ZBP1 controls local ß-actin translation

Both the zipcode sequence within the 3’-UTR of ß-actin and KH34 domains of ZBP1 are necessary for the formation of the ZBP1-ß-actin mRNA complex (Fig. 2A, 2B). Regulation of ß-actin mRNA fate is dependent on these associations.

In the cytoplasm, formation of the ZBP1-ß-actin mRNA complex sterically inhibits the large ribosomal subunit from binding the ß-actin mRNA, thereby preventing translation (Hüttelmaier et al. 2005; Wu et al. 2015). Motorized movement of this complex along cytoskeletal filaments leads to peripheral localization (eg., leading edge in fibroblasts, dendrites or axonal cone in neurons) and accounts for the nonrandom distribution of ß-actin mRNA observed in migrating or stimulated cells (Bassell et al. 1998; Mukherjee et al. 2019). Src kinase-dependent phosphorylation of Tyr-396 in ZBP1 leads to disassembly of the ZBP1-ß-actin mRNA complex at the periphery. Subsequent release of ß-actin mRNA permits binding of ribosomal subunits and leads to localized translation (Fig 2C, (Hüttelmaier et al. 2005)). Thus, ZBP1 can both localize and control the translation of ß-actin mRNA, suggesting that RBPs can perform complex roles within the cells.

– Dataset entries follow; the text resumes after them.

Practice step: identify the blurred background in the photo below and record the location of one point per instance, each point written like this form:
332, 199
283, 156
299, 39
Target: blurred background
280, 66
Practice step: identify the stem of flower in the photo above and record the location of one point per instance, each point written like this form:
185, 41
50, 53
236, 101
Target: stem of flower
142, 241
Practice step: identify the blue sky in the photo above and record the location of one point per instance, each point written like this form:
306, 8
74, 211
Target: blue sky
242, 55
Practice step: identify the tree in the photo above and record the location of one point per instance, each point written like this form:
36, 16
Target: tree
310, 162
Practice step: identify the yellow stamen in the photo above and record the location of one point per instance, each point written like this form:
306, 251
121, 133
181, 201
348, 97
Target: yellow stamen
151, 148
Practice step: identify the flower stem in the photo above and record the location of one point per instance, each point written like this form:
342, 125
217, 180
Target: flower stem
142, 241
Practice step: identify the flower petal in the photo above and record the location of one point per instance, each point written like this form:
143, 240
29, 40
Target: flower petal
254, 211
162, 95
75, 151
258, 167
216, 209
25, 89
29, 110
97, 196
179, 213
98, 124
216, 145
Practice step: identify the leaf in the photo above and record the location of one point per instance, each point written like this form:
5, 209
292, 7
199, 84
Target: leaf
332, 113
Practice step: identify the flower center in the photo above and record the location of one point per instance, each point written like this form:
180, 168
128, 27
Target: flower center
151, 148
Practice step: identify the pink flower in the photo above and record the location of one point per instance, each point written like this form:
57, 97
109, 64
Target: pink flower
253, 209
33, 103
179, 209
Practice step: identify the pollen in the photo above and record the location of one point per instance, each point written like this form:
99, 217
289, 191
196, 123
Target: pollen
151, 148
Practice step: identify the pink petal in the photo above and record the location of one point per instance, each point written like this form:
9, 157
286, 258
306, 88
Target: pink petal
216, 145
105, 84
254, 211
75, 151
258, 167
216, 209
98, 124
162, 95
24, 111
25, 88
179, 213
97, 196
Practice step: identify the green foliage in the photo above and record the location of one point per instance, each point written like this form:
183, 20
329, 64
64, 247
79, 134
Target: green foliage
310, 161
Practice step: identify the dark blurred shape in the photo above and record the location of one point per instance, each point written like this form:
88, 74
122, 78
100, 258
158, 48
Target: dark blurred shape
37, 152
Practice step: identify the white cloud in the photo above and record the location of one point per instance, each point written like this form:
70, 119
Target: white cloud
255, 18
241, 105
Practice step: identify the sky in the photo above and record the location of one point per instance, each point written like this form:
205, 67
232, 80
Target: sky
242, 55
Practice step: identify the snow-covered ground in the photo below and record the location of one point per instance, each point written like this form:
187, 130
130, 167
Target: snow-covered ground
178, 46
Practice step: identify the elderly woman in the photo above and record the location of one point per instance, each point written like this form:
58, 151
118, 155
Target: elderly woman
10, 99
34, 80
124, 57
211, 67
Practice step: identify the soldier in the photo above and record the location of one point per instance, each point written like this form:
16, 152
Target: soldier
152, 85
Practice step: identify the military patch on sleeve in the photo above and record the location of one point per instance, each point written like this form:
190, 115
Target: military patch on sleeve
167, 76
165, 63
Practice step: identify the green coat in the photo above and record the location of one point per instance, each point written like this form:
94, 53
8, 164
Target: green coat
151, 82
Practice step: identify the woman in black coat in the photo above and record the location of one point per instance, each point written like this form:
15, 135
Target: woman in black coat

A similar pattern of events occurs in yeast when ASH1 mRNA localizes to the bud tip in a She2 dependent manner (Long et al. 2000). Motor dependent localization along cytoskeletal filaments and phosphorylation dependent translation initiation in both yeast and mammalian cells suggests there exists common mechanisms by which RBPs can localize RNAs and regulate their translation.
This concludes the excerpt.